As OCLC expanded services in the United States outside Ohio, it relied on establishing strategic partnerships with "networks", organizations that provided training and marketing services. By 2008, there were 15 independent United States regional service providers. OCLC networks played a key role in OCLC governance, with networks electing delegates to serve on the OCLC Members Council. During 2008, OCLC commissioned two studies to look at distribution channels. In early 2009, OCLC negotiated new contracts with the former networks and opened a centralized support center. OCLC provides bibliographic and full-text information to anyone. OCLC and its member libraries cooperatively produce and maintain WorldCat—the OCLC Online Union Catalog, the largest online public access catalog in the world. WorldCat has holding records from private libraries worldwide; the Open WorldCat program, launched in late 2003, exposed a subset of WorldCat records to Web users via popular Internet search and bookselling sites.
In October 2005, the OCLC technical staff began a wiki project, WikiD, allowing readers to add commentary and structured-field information associated with any WorldCat record. WikiD was phased out; the Online Computer Library Center acquired the trademark and copyrights associated with the Dewey Decimal Classification System when it bought Forest Press in 1988. A browser for books with their Dewey Decimal Classifications was available until July 2013; until August 2009, when it was sold to Backstage Library Works, OCLC owned a preservation microfilm and digitization operation called the OCLC Preservation Service Center, with its principal office in Bethlehem, Pennsylvania. The reference management service QuestionPoint provides libraries with tools to communicate with users; this around-the-clock reference service is provided by a cooperative of participating global libraries. Starting in 1971, OCLC produced catalog cards for members alongside its shared online catalog. OCLC commercially sells software, such as CONTENTdm for managing digital collections.
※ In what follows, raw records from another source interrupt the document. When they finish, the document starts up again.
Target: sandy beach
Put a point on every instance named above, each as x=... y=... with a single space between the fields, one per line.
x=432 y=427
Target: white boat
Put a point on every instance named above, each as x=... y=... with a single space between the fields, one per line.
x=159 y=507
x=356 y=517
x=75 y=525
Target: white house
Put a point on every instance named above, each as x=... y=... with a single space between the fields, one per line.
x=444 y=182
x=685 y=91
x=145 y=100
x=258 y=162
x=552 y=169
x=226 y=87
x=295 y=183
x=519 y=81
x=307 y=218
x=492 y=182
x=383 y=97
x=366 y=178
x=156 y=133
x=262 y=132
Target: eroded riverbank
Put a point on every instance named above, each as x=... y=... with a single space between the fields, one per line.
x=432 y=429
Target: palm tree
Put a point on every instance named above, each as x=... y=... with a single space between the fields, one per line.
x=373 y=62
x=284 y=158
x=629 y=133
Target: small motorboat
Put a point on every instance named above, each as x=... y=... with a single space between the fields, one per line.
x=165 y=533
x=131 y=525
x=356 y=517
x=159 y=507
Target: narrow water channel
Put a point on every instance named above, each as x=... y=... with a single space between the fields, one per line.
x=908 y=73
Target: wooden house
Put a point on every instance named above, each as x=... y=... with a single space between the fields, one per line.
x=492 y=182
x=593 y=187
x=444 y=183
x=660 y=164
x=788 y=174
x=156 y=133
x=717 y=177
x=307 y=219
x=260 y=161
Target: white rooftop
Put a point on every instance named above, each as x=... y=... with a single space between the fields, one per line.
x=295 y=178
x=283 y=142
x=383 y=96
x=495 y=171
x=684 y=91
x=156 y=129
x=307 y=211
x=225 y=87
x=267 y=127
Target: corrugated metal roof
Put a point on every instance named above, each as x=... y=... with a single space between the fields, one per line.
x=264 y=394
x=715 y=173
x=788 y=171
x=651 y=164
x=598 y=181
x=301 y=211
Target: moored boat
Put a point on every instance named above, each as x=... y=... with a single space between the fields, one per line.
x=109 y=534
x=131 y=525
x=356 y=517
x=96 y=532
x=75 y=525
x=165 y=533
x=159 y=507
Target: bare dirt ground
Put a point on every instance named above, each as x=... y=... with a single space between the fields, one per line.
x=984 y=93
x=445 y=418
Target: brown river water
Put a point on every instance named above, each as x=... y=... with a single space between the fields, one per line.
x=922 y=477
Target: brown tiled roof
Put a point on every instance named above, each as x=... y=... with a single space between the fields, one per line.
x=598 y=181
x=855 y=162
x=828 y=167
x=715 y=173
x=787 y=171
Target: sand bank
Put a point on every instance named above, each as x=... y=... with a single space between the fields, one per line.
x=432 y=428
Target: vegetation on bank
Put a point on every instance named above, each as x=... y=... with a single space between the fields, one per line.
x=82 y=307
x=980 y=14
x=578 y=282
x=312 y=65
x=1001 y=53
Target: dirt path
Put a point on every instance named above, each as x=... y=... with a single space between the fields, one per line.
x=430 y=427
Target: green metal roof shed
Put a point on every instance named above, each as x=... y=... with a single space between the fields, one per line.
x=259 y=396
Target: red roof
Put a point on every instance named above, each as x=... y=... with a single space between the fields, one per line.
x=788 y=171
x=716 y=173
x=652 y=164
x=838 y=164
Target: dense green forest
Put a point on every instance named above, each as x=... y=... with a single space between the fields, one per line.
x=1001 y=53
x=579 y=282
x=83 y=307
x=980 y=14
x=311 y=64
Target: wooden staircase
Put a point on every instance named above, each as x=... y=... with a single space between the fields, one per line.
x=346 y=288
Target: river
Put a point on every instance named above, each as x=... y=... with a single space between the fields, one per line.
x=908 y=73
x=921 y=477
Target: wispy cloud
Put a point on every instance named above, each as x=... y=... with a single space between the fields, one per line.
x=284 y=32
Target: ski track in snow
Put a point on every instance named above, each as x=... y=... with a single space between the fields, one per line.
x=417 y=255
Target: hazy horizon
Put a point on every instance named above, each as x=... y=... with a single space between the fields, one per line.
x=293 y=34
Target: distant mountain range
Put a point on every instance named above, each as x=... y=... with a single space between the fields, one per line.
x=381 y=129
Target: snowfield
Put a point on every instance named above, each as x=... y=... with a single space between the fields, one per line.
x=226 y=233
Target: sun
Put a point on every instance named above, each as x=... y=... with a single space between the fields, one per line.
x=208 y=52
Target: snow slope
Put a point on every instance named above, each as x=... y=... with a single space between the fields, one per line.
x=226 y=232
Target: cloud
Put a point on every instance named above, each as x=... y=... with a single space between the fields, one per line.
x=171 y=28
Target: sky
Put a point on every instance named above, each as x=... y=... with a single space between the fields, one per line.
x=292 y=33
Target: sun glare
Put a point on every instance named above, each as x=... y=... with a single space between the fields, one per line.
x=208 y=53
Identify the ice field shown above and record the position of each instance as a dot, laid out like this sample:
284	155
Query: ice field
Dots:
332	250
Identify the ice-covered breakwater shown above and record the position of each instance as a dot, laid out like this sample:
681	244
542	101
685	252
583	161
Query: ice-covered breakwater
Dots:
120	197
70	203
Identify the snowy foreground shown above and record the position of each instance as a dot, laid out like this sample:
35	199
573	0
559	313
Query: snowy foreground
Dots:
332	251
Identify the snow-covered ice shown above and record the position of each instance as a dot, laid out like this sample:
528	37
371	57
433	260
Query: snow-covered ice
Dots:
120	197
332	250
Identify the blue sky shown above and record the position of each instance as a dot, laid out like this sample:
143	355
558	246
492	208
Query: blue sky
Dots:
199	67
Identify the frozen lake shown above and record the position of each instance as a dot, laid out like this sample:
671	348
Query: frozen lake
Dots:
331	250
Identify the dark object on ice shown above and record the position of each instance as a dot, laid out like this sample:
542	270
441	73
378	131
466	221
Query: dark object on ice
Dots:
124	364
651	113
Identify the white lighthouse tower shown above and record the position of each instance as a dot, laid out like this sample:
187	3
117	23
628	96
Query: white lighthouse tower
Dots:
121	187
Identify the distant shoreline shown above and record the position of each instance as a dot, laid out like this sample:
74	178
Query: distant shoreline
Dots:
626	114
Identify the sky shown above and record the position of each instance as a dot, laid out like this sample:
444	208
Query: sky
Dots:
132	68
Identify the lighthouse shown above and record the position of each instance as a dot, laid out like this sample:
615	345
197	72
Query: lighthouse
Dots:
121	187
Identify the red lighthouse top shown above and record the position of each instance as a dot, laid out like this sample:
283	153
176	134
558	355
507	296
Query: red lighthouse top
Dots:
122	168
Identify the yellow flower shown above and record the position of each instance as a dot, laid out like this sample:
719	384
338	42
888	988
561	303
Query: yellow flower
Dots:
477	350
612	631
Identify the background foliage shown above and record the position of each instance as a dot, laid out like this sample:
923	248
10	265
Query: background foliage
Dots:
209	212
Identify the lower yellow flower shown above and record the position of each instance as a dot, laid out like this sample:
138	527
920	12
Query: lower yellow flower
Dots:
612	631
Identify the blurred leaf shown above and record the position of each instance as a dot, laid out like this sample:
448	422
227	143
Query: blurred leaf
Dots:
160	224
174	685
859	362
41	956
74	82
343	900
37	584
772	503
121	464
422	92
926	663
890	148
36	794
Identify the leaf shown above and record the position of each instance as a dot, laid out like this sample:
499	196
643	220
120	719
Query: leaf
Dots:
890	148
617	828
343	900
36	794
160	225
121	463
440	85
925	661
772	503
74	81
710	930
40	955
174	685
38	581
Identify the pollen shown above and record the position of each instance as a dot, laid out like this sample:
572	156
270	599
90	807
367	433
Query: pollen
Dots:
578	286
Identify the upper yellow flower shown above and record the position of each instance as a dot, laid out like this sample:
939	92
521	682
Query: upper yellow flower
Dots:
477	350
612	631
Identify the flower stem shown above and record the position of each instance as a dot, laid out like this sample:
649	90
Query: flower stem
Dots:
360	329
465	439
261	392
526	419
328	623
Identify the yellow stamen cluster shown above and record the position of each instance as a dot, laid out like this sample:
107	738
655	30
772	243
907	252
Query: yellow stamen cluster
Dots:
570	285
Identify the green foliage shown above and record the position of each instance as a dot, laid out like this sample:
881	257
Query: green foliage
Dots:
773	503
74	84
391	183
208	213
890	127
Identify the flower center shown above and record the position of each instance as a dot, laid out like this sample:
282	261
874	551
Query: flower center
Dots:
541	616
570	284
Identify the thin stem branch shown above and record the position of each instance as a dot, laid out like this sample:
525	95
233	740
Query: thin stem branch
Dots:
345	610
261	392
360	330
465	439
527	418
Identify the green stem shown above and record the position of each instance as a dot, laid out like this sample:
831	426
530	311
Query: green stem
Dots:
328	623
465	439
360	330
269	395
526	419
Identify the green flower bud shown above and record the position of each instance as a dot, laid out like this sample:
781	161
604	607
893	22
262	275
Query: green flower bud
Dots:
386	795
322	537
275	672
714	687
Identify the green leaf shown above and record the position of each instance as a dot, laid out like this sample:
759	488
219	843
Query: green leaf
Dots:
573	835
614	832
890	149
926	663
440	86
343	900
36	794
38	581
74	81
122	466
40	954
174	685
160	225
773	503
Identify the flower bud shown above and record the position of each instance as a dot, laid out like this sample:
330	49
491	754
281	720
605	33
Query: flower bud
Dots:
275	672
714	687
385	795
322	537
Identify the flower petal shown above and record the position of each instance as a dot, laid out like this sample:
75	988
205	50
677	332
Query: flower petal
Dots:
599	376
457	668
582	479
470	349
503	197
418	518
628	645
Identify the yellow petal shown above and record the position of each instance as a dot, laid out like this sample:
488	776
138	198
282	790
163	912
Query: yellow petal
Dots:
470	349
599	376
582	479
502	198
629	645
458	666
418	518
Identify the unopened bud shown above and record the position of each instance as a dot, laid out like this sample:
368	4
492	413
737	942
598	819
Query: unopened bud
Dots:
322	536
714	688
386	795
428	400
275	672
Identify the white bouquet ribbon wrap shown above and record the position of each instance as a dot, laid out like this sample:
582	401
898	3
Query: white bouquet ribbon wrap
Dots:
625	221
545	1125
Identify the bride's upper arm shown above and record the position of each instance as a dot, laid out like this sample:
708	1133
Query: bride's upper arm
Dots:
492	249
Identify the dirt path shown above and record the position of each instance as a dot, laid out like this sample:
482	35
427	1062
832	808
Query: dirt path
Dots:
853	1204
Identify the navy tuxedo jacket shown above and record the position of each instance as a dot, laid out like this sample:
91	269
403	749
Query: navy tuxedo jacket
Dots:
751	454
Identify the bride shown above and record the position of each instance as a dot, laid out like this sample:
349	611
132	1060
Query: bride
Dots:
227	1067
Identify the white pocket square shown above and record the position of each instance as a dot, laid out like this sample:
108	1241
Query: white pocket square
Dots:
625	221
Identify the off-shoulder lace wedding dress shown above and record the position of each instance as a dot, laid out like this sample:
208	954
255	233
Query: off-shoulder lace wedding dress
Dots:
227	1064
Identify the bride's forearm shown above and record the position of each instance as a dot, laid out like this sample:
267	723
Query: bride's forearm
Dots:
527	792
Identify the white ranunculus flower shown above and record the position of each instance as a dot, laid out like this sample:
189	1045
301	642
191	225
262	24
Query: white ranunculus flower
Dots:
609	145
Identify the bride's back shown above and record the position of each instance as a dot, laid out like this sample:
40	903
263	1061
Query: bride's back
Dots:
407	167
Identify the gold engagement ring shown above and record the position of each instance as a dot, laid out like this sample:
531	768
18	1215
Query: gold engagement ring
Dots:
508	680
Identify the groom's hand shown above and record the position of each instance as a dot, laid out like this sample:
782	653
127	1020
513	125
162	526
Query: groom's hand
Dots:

It offers the bibliographic discovery system WorldCat Discovery, which allows for library patrons to use a single search interface to access an institution's catalog, database subscriptions and more. OCLC has been conducting research for the library community for more than 30 years. In accordance with its mission, OCLC makes its research outcomes known through various publications; these publications, including journal articles, reports and presentations, are available through the organization's website. OCLC Publications – Research articles from various journals including Code4Lib Journal, OCLC Research, Reference & User Services Quarterly, College & Research Libraries News, Art Libraries Journal, National Education Association Newsletter; the most recent publications are displayed first, all archived resources, starting in 1970, are available. Membership Reports – A number of significant reports on topics ranging from virtual reference in libraries to perceptions about library funding. Newsletters – Current and archived newsletters for the library and archive community.